Reproducible nucleation and control of stable quantum vortex rings in Bose-Einstein condensates

TL;DR

This paper introduces a practical method to generate and manipulate stable quantum vortex rings in Bose-Einstein condensates using laser barriers, enabling precise control over vortex properties for advanced superfluid studies.

Contribution

It presents a novel, experimentally feasible protocol for on-demand nucleation and control of vortex rings in BECs, validated through numerical simulations.

Findings

Periodic vortex ring generation above critical velocity

Deterministic control over vortex ring size and position

Ability to reshape vortex rings and induce Kelvin waves

Abstract

We propose and numerically validate an experimentally feasible on-demand protocol for the nucleation and manipulation of stable quantum vortex rings in trapped Bose-Einstein condensates.
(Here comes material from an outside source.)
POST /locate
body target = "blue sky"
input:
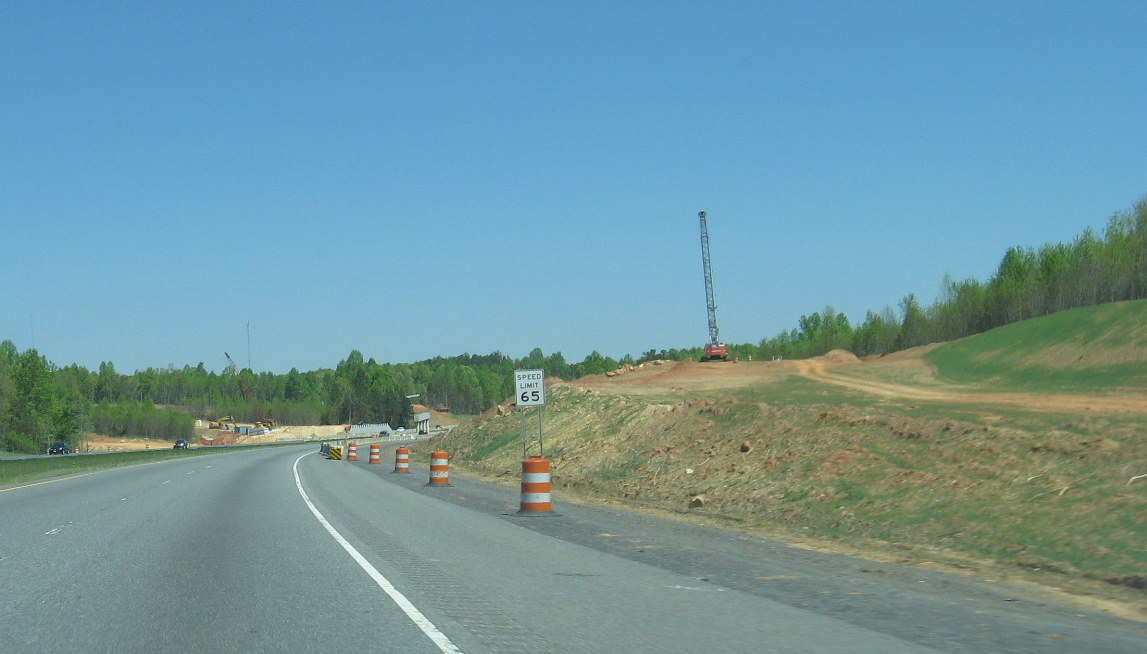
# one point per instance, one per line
(424, 178)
The method relies on sweeping a laser-sheet barrier that locally constricts the superflow and triggers vortex-ring formation. By tuning the barrier height and width, and by scanning the barrier velocity, we identify the onset of periodic generation of vortex rings above the critical velocity and achieve direct, deterministic control over the ring nucleation position, radius, and hence propagation speed. After its formation, ad-hoc optical potentials are applied to reshape the vortex ring, creating clean Kelvin-wave excitations. Our results provide a foundation for systematic studies of three-dimensional vortices in atomic superfluids and open the door to tailored vortex dynamics and interactions, enabling controlled access to quantum turbulence.